Raptors' Rebound: Championship Reign Ends -- It's Time to Rebuild

After the Toronto Raptors’ wrenching Game 7 loss to the rival Boston Celtics in the 2020 second round, their leader Kyle Lowry began saying his goodbyes.
Lowry said goodbye to the Bubble first (“the Bubble was a success; time to leave this mother----“). But he also sounded as if he was saying goodbye to some of his teammates, acknowledging it may be his last time playing with them.
The question now, of course, is whether that split will be caused by his departure, through trade, or their departures through free agency, or both.
Few of the NBA’s contenders have more difficult decisions than the Raptors do, led by their creative and impatient general manager Masai Ujiri, who himself has been the target of other organizations for some time.
So how do you handicap what happens in the North?
The Lowry question: The bet here? He’ll be dealt. This will be emotionally excruciating for the fan base, which sees him – correctly – as the engine behind the Raptors’ ascent. But his $30.5 million salary, in the last year of his contract, makes him expendable. A nother contender (Miami? Lakers?) might bite and give Ujiri the flexibility to do must be done to retain the Raptors’ other diminutive guard.
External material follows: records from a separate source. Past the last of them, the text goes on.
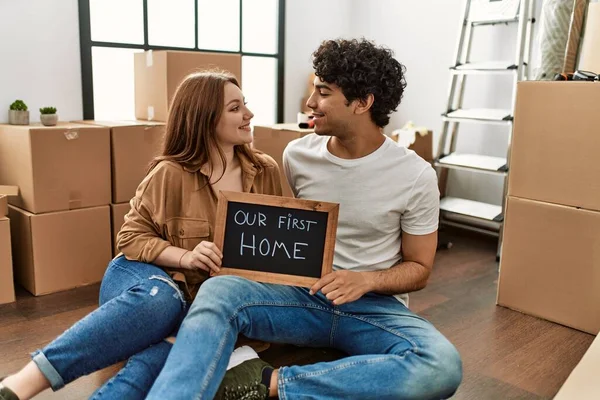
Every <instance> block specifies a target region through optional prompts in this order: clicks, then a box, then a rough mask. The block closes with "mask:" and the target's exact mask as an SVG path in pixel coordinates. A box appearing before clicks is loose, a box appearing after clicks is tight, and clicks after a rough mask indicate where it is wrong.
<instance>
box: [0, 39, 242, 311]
mask: <svg viewBox="0 0 600 400" xmlns="http://www.w3.org/2000/svg"><path fill="white" fill-rule="evenodd" d="M207 68H220V69H225V70H228V71H230V72H232V73H233V74H235V75H236V76H237V77H238V79H239V77H240V76H241V56H240V55H235V54H234V55H232V54H219V53H198V52H180V51H155V52H146V53H139V54H136V55H135V102H136V107H135V108H136V118H138V121H108V122H98V121H77V122H72V123H59V124H58V125H57V126H55V127H44V126H41V125H27V126H13V125H0V185H14V186H17V187H18V188H19V191H18V195H17V196H14V197H8V202H9V203H10V205H8V207H7V208H8V215H9V217H10V228H9V221H8V219H7V218H5V217H4V215H5V214H6V213H4V211H3V207H2V204H3V202H4V201H6V198H5V197H0V285H2V286H0V296H3V295H6V296H4V297H6V298H4V297H0V303H2V302H6V301H13V300H14V292H13V290H12V289H13V285H12V282H13V276H12V275H13V269H14V278H15V280H16V282H18V283H19V284H21V285H22V286H23V287H24V288H25V289H27V290H28V291H29V292H31V293H33V294H34V295H42V294H48V293H53V292H57V291H62V290H67V289H71V288H75V287H78V286H83V285H87V284H91V283H96V282H99V281H100V280H101V279H102V276H103V274H104V271H105V270H106V267H107V265H108V263H109V261H110V259H111V258H112V257H113V256H114V255H115V254H116V252H117V250H116V248H114V238H115V236H116V233H117V232H118V230H119V229H120V227H121V225H122V224H123V217H124V216H125V214H127V212H128V211H129V200H130V199H131V198H132V197H133V196H134V195H135V191H136V188H137V186H138V185H139V183H140V182H141V181H142V179H143V178H144V176H145V174H146V170H147V168H148V166H149V164H150V162H151V160H152V159H153V157H154V156H155V155H156V154H157V153H158V151H159V149H160V146H161V144H162V138H163V136H164V130H165V122H166V118H167V111H168V105H169V103H170V101H171V99H172V98H173V95H174V93H175V90H176V88H177V86H178V85H179V82H180V81H181V80H182V79H183V78H184V77H185V76H186V75H188V74H189V73H192V72H195V71H200V70H203V69H207ZM240 82H241V81H240ZM111 227H112V228H111ZM8 229H10V236H9V235H8V234H7V230H8ZM11 242H12V257H13V263H12V264H13V265H14V266H13V268H11V267H10V251H5V247H7V246H8V247H10V243H11ZM4 286H6V288H4Z"/></svg>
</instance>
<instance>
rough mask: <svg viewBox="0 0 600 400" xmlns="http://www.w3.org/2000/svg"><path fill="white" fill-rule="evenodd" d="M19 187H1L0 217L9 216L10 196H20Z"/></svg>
mask: <svg viewBox="0 0 600 400" xmlns="http://www.w3.org/2000/svg"><path fill="white" fill-rule="evenodd" d="M18 195H19V188H18V187H17V186H7V185H0V217H4V216H6V215H8V196H18Z"/></svg>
Keeping FVV: Fred Van Vleet is the ultimate Raptors’ success story, from undrafted in 2016 to essential in postseason runs. And, in a down year for free agents around the NBA, he will be near the top of many lists, including those of bad teams (Pistons? Knicks?) who need a competent backcourt performer. Even with the likely decrease in the salary cap due to the China controversy and the Covid-19 disruption, he figures to get north of $20 million per (After all, Malcolm Brogdon did, and you can argue Van Vleet is better). Expect Ujiri to make it worth Van Vleet’s while to stay, by handing him the keys to the offense.
Which big? None, one, or both? Marc Gasol and Serge Ibaka, best known for their All-Star level play elsewhere, were key contributors in Toronto’s title run. Both, however, were on the bench for key moments in the Boston series and with the league going smaller and both getting older, it doesn’t pay sense to allocate major resources here. Gasol may be more likely to stay, but here’s expecting Ujiri to find a cheaper option in free agency, while giving more reps to cheap find Chris Boucher and others, accelerating the team’s excellent development program.
Next year projection: A slip back to a five to seven seed in the East, but we said that before last season, and the Raptors finished second.